Era una mezcla de todos los estilos; se juntaban las muestras griegas con los paniers del tiempo de Luis XVI, la basquiña de las amazonas de la Fronda con las mangas perdidas de la Edad Media. Era quizás más difícil que en la actualidad resultar encantadora, y si quería que no desapareciese el encanto de la persona, era menester que, además de la gracia que resulta de la belleza de las formas, la mujer estuviese siempre pendiente de sí misma, atendiendo a la manera de andar, a los movimientos y a la flexibilidad del talle. Así se comprende que bastara acentuar maliciosamente algunos rasgos, en los cuadros de aquel tiempo, para que resultasen caricaturas. La gracia y la distinción, de las cuales ahora ya no se habla, trazaban entonces unos límites infranqueables entre las diversas clases de la sociedad. La mujer que sabía utilizar en ventaja propia tan extrañas toilettes podía vanagloriarse de que para su habilidad no existían obstáculos.

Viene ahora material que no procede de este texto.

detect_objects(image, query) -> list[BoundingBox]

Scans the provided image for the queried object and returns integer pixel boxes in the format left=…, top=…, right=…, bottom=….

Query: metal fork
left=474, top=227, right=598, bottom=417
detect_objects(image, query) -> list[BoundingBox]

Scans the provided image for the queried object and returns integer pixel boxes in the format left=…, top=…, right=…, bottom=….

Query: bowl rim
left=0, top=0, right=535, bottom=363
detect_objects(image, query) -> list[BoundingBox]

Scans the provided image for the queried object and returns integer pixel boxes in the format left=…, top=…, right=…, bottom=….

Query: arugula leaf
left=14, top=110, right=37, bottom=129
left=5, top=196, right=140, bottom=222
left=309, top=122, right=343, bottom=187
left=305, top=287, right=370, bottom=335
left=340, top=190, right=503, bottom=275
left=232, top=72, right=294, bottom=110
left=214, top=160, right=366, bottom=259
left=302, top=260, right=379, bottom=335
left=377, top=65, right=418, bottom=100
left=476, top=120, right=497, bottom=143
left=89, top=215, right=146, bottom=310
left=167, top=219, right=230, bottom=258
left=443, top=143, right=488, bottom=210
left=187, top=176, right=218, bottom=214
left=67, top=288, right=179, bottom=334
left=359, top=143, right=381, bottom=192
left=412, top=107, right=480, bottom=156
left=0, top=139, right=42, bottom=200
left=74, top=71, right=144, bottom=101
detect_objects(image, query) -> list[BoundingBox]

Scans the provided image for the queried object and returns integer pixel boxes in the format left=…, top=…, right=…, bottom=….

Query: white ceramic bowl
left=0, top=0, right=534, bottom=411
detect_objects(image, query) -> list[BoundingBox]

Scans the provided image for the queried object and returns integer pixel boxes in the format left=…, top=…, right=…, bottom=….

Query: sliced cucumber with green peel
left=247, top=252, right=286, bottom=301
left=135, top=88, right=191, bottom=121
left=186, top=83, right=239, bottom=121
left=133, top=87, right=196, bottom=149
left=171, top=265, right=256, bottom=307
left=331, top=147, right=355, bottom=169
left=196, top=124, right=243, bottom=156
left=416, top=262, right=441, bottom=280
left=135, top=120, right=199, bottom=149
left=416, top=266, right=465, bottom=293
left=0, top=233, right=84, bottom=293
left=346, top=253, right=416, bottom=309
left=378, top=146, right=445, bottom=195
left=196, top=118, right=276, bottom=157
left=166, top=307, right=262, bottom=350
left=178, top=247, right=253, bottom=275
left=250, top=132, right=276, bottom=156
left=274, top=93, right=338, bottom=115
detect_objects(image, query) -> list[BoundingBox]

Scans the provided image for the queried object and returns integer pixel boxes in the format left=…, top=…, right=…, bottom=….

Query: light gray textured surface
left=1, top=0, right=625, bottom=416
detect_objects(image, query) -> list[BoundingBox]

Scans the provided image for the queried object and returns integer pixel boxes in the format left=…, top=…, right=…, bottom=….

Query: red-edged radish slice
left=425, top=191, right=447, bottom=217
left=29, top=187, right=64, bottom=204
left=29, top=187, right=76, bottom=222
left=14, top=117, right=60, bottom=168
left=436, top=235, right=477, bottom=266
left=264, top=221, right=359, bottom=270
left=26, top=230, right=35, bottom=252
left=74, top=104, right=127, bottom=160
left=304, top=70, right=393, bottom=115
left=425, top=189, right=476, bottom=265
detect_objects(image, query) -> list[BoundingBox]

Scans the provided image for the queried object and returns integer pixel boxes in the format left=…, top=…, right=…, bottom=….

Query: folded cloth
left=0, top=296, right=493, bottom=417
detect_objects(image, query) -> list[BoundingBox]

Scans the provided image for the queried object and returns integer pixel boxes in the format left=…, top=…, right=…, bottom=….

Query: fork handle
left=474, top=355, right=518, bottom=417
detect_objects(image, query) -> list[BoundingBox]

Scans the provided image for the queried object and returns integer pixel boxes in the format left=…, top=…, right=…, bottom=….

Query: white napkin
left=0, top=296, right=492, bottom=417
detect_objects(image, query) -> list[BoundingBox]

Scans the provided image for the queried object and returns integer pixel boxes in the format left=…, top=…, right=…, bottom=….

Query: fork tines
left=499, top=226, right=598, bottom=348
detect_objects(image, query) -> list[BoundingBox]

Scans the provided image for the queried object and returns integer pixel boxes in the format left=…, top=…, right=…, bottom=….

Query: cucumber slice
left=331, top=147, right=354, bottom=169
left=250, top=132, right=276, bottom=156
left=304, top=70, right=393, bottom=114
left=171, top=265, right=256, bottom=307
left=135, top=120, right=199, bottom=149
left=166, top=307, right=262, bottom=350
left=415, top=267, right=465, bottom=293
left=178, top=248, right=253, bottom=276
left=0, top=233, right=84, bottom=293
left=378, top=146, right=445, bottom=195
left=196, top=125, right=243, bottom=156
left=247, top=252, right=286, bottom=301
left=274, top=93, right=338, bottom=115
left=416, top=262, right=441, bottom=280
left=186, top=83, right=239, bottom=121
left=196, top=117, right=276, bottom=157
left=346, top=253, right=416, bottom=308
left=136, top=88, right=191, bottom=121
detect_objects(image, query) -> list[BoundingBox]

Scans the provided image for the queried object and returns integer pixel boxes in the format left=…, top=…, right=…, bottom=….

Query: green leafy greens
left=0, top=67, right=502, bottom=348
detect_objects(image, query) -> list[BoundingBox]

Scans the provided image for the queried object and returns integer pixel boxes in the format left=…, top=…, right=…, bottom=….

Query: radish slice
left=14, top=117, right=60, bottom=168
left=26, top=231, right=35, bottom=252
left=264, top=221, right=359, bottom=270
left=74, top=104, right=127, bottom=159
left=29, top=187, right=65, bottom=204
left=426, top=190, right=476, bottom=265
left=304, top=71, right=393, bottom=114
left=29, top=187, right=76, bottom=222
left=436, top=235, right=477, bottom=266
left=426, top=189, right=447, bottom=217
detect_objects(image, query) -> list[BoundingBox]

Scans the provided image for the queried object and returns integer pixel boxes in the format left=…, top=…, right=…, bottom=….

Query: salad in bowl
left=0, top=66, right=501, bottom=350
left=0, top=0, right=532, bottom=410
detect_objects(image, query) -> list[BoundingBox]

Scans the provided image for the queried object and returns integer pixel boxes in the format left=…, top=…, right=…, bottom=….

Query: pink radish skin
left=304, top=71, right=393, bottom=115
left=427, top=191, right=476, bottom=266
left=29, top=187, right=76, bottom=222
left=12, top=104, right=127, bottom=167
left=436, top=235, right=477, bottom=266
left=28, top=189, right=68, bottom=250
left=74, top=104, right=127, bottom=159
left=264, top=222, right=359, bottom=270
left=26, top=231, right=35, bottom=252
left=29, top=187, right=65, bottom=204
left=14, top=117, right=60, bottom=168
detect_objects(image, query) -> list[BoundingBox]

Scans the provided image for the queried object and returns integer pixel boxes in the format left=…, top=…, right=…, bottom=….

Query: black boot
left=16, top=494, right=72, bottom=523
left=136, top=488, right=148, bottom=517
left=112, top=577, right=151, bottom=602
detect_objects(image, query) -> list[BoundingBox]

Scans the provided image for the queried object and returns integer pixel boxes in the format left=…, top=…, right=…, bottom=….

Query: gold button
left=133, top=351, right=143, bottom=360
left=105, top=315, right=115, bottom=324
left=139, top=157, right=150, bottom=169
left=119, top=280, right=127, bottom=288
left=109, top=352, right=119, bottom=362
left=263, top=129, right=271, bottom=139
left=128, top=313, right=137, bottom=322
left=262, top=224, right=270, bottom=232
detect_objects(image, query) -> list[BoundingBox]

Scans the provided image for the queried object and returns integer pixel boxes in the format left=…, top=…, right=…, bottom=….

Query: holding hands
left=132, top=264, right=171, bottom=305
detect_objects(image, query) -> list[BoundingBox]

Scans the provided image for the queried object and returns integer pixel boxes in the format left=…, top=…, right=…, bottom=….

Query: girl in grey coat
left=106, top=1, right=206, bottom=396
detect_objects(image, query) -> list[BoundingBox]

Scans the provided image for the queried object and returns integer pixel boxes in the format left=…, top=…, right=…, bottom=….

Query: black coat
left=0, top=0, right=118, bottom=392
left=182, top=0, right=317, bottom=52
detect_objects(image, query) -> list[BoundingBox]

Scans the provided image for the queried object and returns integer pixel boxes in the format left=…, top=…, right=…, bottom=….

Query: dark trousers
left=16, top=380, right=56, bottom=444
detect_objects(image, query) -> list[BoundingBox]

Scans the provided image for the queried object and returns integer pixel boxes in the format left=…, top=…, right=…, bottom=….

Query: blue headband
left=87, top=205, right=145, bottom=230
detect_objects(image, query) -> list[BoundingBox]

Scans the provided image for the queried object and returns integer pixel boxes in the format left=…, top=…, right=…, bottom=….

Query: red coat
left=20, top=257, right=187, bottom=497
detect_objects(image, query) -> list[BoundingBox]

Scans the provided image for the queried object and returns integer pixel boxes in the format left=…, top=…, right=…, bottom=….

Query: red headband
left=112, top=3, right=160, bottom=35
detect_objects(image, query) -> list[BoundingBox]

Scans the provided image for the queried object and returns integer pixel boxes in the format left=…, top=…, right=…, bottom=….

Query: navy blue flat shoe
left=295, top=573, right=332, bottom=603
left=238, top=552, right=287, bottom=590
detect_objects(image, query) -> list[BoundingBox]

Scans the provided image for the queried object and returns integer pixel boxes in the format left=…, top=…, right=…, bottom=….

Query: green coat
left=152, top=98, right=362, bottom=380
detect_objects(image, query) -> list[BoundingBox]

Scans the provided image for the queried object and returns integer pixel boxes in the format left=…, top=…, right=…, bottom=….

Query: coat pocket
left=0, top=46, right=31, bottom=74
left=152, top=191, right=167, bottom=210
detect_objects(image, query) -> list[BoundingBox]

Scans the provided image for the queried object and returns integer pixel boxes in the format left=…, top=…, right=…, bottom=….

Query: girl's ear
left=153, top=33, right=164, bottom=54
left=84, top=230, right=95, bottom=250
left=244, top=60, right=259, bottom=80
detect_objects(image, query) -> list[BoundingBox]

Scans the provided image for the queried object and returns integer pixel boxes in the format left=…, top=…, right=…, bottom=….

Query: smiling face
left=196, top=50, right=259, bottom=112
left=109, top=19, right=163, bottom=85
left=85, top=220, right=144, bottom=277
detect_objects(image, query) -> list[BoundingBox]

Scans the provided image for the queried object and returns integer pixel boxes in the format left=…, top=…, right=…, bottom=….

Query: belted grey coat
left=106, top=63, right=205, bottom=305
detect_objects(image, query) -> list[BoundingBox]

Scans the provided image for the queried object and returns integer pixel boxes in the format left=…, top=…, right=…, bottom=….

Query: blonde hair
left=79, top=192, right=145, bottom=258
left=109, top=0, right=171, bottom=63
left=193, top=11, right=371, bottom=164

El andar no era cosa fácil, pues además de tener que arrastrar la masa de ropas que por todas partes envolvía a la mujer, el estrecho talle puesto en el centro de esa masa parecía separado del resto del cuerpo, y sentarse sin que los aros de acero del miriñaque tomasen una falsa posición constituía una obra de arte. Subir a un coche sin aplastar los ligeros vestidos de tul y encajes exigía mucho tiempo y requería, además unos caballos muy calmosos y un señor marido ultrapaciente. Viajar, echarse, jugar, con los niños o simplemente darles la mano para llevarlos de paseo, eran otros tantos problemas cuya solución requería delicadeza y muy buena voluntad. Por aquel entonces se perdió poco a poco la costumbre de ofrecer el brazo a las damas para acompañarlas.»
Madame Carette. Souvenirs intimes de la Cour des Tuileries. Paris. P. Ollendorff , 1889-1891.